Principle 4: Election data is open when it is complete and in bulk

Complete and in bulk

Data that is complete and made available as a whole is open data. Releasing a complete dataset is a clear act of transparency. Any data that is omitted is not accessible and cannot be used. Even when a user is particularly interested in exactly one part of the data, it is still useful for them to have the whole dataset so they can put their specific interest in context. For example, an organization may wish to analyze the voter registration rate for districts in their region. They may focus most of their analysis on the data for that region but, if they have the entire dataset, they can quickly calculate the registration rate for the entire country and use that to put the regional rate in proper context. When an EMB publishes an incomplete dataset, they risk being accused of trying to (purposefully) hide the information that is not included. The risk is often higher when the difference between what is released and what is not released has a geographic dimension. In many countries, support for a particular candidate or party is highly correlated with geography (for instance, urban areas may support one candidate while more rural areas may support a different candidate). Completeness is especially important when there is a geographic component to the data because leaving out one area can appear as though the EMB is somehow biased against a particular candidate or party.

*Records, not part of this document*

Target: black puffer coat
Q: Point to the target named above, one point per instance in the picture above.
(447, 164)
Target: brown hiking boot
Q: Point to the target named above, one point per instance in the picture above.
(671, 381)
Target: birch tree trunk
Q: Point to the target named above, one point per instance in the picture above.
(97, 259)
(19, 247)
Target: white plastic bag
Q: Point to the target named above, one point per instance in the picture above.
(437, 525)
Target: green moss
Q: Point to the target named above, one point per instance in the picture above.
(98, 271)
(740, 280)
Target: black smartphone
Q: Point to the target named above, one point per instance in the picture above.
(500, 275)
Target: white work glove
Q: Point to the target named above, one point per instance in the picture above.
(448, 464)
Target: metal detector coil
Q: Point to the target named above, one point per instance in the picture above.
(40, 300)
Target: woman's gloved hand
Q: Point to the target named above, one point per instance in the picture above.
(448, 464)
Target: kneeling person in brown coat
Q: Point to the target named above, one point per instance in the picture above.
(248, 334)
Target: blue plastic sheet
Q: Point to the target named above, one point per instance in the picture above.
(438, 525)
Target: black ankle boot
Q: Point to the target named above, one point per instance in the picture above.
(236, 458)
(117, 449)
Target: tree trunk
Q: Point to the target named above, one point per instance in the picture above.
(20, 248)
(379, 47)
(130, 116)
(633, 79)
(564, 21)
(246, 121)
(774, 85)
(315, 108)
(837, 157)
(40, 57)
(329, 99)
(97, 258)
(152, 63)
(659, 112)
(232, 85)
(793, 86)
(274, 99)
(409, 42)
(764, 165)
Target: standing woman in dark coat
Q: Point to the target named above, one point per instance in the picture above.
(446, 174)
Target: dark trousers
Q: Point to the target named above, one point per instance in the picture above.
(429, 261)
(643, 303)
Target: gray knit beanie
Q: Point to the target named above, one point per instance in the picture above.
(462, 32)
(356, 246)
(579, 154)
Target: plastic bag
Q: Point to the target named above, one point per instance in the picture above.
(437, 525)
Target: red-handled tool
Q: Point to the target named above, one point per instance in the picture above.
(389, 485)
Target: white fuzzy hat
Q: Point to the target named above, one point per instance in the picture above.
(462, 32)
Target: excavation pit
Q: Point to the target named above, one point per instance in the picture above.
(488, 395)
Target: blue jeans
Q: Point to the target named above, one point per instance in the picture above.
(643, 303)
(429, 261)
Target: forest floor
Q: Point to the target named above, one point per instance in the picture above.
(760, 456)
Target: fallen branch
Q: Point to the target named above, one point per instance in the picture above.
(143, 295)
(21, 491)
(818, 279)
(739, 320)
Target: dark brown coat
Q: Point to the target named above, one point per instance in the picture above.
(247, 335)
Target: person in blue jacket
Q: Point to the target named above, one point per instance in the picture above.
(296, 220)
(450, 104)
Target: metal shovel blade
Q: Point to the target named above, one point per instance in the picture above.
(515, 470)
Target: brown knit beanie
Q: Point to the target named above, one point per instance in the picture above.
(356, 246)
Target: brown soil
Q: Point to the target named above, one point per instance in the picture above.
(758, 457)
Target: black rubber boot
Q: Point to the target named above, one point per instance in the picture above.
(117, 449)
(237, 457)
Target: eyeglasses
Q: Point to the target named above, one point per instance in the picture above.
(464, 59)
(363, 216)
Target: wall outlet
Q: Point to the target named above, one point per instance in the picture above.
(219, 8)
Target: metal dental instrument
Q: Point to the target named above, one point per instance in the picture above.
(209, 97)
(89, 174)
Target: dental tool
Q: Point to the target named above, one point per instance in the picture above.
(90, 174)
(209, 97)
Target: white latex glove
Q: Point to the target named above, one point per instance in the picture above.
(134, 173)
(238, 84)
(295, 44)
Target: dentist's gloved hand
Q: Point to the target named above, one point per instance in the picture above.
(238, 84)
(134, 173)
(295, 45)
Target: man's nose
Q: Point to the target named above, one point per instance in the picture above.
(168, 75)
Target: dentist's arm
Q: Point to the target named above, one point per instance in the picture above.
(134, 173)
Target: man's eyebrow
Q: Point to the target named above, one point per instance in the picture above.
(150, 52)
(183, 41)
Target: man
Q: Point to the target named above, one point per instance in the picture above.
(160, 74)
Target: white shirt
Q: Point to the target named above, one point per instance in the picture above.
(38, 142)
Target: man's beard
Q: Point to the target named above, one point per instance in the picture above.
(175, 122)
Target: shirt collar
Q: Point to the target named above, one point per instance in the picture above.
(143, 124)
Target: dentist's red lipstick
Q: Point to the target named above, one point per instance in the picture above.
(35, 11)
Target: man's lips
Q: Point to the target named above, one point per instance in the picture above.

Releasing bulk data means that all the data is contained in a file so that the entire dataset can be obtained in one download. For example, the Electoral Commission (IEC) of South Africa made the polling station-level results (called "voting district results") for the 2014 national and provincial elections available in bulk as one file for download (as a compressed .csv file). The IEC also noted the file type and file size next to the link. Releasing a complete dataset in bulk is often one of the most simple and direct first steps an EMB can take to make data truly open. In cases where that one file might be too large and thus take long to download, the data should also be offered as a small set of files. In Open Government Data: The Book, Joshua Tauberer defines "too large" as, "when a data set is so large so as to be not practically downloadable in bulk. By today's standards, that would be a data set at least 10 gigabytes in size, or about 6 hours on a broadband connection."

Proper Documentation

Sufficient documentation is another aspect to the data being complete or whole. The data file should have corresponding documentation that describes the variables, fields and labels used in the file. At a minimum, the documentation should also include notes on the structure of the data and explanations of any abbreviations used in the data. Ideally, the documentation will include the above as well as a description of how the data was collected, the purpose of the collection, the target audience, links to related auxiliary data and a point of contact in case there are further questions. As encouraged in the G8 Open Data Charter and Technical Annex, the EMB should make sure that a dataset is "fully described, as appropriate, to help users to fully understand the data." The Brazilian Superior Electoral Court's (TSE) repository of election data is a great example of an EMB offering data in bulk along with proper documentation. The repository includes voter registration data, candidate and party information, campaign finance data and election results data. A user can download the election results for 2012 and 2014 in bulk and included with the data is a "read me" file. The "read me" file for the 2014 results, for example, details how the data are encoded, provides a description of each variable, notes when the data were last updated and includes contact information for further questions.